Pero allí estábamos. Vacunando a todo un rebaño, desnudos en ríos andinos en pleno soleado invierno andino y haciendo que Pocahontas y Tarzán no fueran nadie. Recuerdo la noche. Recuerdo tirarme con un aislante y una buena compañía a ver estrellas del otro hemisferio con la banda sonora que tocaba aquella noche, sonata de monos, aves y lianas. Recuerdo que la tranquilidad era lo único que nos quedaba por hacer. Y la teníamos, teníamos toda la que ahora nos falta en este lado del continente. Recuerdo hablar sobre todo y sobre nada. Sobre futuros lejanos planes que ahora son el presente. Aquellas estrellas eran distintas, nos hacían distintos. 


Pero distinta era la dueña de aquel paraíso, Luisa. Luisa tiene una vida en una ciudad de algún lado de Argentina, con marido, hijos y nietos. Pero sigue cruzando esos ríos y adentrándose en las Yugas porque le gusta. Hablé con ella como pude e intenté aprender de ella. Pero no me dijo nada sorprendente. Excepto que no quería irse de allí. Que ella con su cocina de fuego destroza-ojos, sus ovejitas, gallinas, maíces y tortas era feliz. Y al principio dudé, al igual que sus hijos, que insisten en que sus más de 60 años pesaban para era solitaria vida. Luego la envidié. Envidié tener tiempo para sentarse a mirar árboles de helecho, para cocinar lo más sencillo del mundo y hacerlo delicioso. Envidié ser parte de los Andes. O de cualquier otro monte en cualquier otro lugar. Luisa tenía y tiene un terreno, un rebaño, unas gallinas y una casa de madera en pleno paraíso, primera línea de monos y felinos. Luisa tiene mi sueño, y pertenece a la clase más modesta de la sociedad argentina. Luisa pertenece a la clase privilegiada y que les jodan a los ricos occidentales.
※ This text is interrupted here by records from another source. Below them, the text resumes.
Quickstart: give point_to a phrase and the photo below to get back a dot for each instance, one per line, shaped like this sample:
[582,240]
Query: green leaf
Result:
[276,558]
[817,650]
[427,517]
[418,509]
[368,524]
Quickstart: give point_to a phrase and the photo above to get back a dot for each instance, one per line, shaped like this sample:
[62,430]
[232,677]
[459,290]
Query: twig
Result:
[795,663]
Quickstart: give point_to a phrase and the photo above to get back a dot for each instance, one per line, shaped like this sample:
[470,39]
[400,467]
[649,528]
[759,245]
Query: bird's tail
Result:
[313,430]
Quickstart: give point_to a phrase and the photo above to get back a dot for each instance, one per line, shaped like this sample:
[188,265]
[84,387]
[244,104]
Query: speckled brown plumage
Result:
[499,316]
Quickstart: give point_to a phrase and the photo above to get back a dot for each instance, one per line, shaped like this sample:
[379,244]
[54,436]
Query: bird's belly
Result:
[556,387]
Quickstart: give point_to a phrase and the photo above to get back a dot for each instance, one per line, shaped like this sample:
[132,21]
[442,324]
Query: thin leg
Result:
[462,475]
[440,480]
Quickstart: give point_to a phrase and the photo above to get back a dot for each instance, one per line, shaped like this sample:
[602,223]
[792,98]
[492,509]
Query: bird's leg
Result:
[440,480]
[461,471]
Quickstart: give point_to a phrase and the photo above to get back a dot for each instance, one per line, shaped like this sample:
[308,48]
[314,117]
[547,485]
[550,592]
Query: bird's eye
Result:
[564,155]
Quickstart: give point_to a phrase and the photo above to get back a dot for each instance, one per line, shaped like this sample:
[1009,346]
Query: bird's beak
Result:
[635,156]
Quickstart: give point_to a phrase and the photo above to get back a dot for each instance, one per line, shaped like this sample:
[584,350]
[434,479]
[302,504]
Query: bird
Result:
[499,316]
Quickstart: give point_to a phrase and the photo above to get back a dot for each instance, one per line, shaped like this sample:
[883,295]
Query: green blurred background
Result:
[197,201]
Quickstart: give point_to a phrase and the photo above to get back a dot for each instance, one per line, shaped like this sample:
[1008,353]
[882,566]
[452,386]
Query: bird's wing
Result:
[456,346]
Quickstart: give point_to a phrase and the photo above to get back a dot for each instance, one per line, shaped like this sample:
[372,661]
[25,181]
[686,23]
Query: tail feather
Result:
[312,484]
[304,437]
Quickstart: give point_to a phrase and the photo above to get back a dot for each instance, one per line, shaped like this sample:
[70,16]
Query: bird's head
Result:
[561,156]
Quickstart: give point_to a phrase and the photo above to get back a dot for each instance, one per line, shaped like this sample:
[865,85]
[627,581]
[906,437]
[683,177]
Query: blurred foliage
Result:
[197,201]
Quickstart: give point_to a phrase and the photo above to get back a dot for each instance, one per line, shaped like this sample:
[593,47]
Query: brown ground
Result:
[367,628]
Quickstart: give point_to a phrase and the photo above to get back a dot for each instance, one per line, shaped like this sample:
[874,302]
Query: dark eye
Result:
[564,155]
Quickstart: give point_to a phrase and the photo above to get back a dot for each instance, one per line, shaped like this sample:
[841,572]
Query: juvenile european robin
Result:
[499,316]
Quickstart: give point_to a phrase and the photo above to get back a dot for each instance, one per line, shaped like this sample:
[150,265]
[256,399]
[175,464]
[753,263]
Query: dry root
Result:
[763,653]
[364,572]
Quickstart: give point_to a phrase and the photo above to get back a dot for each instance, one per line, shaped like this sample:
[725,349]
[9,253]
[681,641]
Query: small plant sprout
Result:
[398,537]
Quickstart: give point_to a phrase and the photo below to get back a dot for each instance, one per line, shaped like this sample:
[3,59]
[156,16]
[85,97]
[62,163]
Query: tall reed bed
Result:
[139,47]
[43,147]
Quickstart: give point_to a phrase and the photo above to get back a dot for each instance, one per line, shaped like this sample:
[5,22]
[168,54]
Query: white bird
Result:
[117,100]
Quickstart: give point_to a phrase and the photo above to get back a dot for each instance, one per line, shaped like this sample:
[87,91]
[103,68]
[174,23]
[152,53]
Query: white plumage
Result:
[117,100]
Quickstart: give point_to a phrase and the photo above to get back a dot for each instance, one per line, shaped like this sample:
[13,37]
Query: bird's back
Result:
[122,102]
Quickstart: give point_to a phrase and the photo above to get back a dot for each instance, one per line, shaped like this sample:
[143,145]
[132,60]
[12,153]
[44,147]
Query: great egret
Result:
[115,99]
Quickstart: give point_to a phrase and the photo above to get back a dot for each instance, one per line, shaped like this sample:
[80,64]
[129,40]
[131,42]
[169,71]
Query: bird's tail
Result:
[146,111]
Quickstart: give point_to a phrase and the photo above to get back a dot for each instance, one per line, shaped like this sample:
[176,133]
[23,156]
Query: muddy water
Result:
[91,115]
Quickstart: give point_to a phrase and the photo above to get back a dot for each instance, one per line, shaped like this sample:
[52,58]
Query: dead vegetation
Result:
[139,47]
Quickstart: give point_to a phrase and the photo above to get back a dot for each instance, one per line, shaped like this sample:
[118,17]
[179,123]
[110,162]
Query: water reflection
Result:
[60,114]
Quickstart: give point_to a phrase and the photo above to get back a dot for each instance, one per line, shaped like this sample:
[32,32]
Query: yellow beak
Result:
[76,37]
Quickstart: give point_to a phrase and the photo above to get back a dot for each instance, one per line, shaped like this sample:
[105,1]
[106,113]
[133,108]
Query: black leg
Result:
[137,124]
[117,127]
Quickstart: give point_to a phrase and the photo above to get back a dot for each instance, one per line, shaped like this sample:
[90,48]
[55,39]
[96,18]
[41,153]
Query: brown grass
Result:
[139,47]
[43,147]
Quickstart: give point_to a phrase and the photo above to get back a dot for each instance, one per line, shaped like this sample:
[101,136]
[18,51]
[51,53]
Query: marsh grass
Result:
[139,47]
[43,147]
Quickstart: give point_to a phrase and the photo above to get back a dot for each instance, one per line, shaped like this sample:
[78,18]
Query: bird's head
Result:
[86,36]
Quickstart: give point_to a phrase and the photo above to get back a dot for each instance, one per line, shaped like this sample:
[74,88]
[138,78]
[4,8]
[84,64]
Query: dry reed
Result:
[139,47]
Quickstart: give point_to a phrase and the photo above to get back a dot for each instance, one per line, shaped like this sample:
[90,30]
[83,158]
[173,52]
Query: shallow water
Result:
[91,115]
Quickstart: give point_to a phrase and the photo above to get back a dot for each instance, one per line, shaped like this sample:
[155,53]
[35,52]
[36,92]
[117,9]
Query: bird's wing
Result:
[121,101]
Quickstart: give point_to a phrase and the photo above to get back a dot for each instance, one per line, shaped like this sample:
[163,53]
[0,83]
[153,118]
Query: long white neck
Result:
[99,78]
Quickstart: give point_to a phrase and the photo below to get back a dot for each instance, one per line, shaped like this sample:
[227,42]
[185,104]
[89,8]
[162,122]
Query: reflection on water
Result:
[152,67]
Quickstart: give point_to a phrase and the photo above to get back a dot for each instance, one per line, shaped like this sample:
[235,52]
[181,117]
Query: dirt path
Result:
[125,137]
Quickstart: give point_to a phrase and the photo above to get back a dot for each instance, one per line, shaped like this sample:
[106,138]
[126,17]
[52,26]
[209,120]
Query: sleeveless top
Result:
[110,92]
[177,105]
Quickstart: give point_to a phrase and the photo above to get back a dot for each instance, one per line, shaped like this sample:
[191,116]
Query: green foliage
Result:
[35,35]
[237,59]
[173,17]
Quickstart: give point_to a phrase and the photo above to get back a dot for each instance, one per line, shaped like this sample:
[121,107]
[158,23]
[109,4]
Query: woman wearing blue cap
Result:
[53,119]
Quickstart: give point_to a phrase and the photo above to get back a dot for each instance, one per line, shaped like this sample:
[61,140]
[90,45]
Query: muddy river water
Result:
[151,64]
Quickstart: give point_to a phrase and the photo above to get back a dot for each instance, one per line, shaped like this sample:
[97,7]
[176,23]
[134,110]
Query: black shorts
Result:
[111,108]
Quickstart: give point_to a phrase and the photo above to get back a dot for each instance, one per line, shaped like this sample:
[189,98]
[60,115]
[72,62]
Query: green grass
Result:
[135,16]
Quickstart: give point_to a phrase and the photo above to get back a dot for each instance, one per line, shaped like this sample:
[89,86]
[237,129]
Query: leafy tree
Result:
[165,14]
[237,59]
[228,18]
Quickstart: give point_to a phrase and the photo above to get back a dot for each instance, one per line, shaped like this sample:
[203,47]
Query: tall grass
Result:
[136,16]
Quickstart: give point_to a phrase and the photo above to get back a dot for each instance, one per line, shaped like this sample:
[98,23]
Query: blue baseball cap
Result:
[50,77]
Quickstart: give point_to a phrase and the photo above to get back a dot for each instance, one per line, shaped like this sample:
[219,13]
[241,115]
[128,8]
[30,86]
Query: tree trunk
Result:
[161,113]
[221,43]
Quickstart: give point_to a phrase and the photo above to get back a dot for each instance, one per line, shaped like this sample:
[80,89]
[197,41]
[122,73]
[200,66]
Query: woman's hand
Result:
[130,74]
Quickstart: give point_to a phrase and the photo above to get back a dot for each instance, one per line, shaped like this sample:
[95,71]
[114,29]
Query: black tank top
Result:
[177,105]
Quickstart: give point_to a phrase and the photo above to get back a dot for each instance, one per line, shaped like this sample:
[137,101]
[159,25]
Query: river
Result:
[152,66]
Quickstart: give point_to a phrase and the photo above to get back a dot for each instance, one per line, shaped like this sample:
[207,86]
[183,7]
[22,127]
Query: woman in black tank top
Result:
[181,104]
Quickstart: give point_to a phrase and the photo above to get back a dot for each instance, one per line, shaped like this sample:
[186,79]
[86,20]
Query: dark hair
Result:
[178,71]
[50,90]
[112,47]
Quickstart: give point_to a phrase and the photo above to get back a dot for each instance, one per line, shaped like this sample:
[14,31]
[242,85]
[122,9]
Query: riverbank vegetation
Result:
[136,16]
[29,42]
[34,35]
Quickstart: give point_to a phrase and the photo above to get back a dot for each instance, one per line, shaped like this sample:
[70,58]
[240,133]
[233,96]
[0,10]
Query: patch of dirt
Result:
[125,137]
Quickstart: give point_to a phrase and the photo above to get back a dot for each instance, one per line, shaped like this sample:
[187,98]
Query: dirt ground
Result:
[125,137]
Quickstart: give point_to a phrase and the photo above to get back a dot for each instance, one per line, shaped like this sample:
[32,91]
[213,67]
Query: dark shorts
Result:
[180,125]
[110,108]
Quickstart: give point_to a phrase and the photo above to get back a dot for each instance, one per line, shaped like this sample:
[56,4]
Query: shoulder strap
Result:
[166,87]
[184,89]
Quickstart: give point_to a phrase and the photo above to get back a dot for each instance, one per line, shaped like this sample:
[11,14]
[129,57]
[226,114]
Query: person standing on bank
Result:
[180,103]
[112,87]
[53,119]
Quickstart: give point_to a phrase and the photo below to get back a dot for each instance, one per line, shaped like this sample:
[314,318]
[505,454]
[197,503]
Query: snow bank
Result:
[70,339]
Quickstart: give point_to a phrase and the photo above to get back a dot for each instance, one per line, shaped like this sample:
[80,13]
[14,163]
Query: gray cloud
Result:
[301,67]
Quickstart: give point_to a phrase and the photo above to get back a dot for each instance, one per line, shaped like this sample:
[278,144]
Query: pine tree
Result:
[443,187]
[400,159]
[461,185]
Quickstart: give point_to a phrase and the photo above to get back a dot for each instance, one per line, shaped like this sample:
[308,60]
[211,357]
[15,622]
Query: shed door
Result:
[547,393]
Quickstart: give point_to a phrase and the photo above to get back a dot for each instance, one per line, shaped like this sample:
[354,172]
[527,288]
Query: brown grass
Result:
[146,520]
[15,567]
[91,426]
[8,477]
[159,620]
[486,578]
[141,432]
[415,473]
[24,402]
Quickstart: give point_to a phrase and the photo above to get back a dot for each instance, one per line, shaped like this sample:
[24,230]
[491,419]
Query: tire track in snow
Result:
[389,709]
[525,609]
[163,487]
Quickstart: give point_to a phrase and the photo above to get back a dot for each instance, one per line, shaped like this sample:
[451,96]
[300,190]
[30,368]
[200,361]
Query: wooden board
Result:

Me volví con la sensación de que aquellos tres días se me habían ido, que aquella noche no volvería, pero con la certeza de querer llevar mi propia Yunga en mi corazón. Querer amar cada árbol milenario, cada hoja de tamaño insospechado, cada piedra de los angostos caminos que dejábamos atrás, cada segundo de aquella banda sonora, cada gota de agua pura y fría, siempre fría. Cada pedacito de tranquilidad respetuosa con la Madre Tierra. 
Me volví entendiendo que somos la naturaleza, no la civilización.



Gracias dueño de aquel aislante, gracias por esas estrellas.